Making Vahaduo-like models based on SNP-level data?

**Lucas** · 09-22-2021, 08:51 PM

Originally Posted by vbnetkhio

I think the modern samples from evolbio.ut.ee and hgdp (the original, not the version in reich) have more ancestry relevant SNPs than those from reich. They should have 150-200k after ld and maf, depending on the sample choice. Then you can model the ones from reich with them as sources.

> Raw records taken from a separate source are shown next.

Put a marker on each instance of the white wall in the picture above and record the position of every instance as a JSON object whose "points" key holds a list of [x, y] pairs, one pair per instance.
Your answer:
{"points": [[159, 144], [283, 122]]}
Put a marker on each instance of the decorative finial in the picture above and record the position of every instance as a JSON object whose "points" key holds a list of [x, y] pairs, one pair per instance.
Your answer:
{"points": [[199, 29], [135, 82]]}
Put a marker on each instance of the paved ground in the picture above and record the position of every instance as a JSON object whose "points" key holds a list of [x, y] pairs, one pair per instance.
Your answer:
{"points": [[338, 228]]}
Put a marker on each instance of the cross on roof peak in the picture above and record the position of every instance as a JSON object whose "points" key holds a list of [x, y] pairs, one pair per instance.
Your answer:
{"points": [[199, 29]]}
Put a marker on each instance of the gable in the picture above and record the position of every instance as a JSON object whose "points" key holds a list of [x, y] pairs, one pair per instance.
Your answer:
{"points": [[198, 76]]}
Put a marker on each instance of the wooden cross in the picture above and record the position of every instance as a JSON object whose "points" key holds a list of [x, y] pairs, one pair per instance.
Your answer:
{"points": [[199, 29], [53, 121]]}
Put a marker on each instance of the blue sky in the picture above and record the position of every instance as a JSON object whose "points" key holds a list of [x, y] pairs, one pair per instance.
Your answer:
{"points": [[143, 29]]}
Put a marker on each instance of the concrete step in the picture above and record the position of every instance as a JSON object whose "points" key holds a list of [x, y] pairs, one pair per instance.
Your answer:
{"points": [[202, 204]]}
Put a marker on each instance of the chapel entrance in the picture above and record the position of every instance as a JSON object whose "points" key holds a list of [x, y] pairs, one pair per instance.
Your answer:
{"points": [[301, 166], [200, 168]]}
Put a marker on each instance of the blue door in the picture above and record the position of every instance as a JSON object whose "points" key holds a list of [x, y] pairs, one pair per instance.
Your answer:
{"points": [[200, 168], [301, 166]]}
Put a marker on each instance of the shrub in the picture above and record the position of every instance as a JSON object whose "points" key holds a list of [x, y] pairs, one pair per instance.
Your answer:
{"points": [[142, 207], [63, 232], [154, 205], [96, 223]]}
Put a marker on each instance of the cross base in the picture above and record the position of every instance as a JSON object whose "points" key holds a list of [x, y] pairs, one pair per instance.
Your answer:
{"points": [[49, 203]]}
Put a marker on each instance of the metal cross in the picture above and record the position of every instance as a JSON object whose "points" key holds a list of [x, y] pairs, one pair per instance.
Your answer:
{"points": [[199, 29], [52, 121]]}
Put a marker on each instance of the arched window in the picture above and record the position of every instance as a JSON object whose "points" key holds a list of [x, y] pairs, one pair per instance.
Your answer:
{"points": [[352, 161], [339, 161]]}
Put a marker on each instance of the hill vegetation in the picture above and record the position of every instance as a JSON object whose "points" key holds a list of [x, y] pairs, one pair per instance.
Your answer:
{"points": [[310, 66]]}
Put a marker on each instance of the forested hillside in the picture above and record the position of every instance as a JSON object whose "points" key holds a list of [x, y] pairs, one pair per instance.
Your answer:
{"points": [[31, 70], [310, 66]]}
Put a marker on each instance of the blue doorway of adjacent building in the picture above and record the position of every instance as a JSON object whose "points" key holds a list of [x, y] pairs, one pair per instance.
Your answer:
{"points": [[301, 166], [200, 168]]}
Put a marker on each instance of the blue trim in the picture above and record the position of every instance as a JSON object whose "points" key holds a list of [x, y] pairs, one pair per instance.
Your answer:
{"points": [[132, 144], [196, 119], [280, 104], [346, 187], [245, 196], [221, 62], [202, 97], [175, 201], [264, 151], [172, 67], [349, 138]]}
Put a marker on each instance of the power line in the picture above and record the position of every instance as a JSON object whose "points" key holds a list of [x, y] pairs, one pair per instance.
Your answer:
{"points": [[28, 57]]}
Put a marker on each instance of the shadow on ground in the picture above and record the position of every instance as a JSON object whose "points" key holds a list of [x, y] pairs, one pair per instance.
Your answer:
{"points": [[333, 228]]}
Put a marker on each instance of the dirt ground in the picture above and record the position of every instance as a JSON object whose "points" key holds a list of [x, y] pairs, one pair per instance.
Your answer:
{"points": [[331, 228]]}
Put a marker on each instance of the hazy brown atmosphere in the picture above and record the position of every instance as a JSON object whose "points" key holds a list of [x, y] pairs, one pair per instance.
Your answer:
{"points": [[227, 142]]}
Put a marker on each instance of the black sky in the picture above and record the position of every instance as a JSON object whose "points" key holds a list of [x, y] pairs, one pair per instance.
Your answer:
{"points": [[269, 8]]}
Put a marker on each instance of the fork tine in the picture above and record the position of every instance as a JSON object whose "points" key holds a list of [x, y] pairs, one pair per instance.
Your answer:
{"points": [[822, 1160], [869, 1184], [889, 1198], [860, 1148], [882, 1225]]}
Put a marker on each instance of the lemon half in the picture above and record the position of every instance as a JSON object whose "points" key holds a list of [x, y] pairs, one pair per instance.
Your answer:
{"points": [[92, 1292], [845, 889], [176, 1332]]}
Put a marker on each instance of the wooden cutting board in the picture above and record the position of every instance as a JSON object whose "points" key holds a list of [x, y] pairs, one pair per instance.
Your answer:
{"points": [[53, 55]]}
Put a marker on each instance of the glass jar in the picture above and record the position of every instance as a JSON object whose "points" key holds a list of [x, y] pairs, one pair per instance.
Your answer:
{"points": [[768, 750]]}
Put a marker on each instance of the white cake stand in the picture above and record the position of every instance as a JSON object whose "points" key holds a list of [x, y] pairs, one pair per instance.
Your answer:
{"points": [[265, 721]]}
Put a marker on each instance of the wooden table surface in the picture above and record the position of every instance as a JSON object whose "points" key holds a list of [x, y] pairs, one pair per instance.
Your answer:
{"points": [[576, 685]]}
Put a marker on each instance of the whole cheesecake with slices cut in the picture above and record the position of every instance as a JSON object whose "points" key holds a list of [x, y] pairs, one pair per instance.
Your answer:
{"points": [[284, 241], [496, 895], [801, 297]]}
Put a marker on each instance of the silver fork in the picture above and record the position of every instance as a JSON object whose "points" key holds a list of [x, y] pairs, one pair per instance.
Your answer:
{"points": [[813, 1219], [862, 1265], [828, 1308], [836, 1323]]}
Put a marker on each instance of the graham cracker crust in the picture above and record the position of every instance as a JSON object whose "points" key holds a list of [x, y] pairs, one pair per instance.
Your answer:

Yes,also good are world datasets from Busby and Lazaridis.

**~~Komintasavalta~~** · 09-23-2021, 08:49 AM

Originally Posted by vbnetkhio

I think the modern samples from evolbio.ut.ee and hgdp (the original, not the version in reich) have more ancestry relevant SNPs than those from reich. They should have 150-200k after ld and maf, depending on the sample choice. Then you can model the ones from reich with them as sources.

How would that work, because I need the source and target samples to have the same set of SNPs... Neither Vahaduo or Michal's script knows how to deal with input that has NA/null values, even though there's probably some way to do the convex optimization while allowing NA values.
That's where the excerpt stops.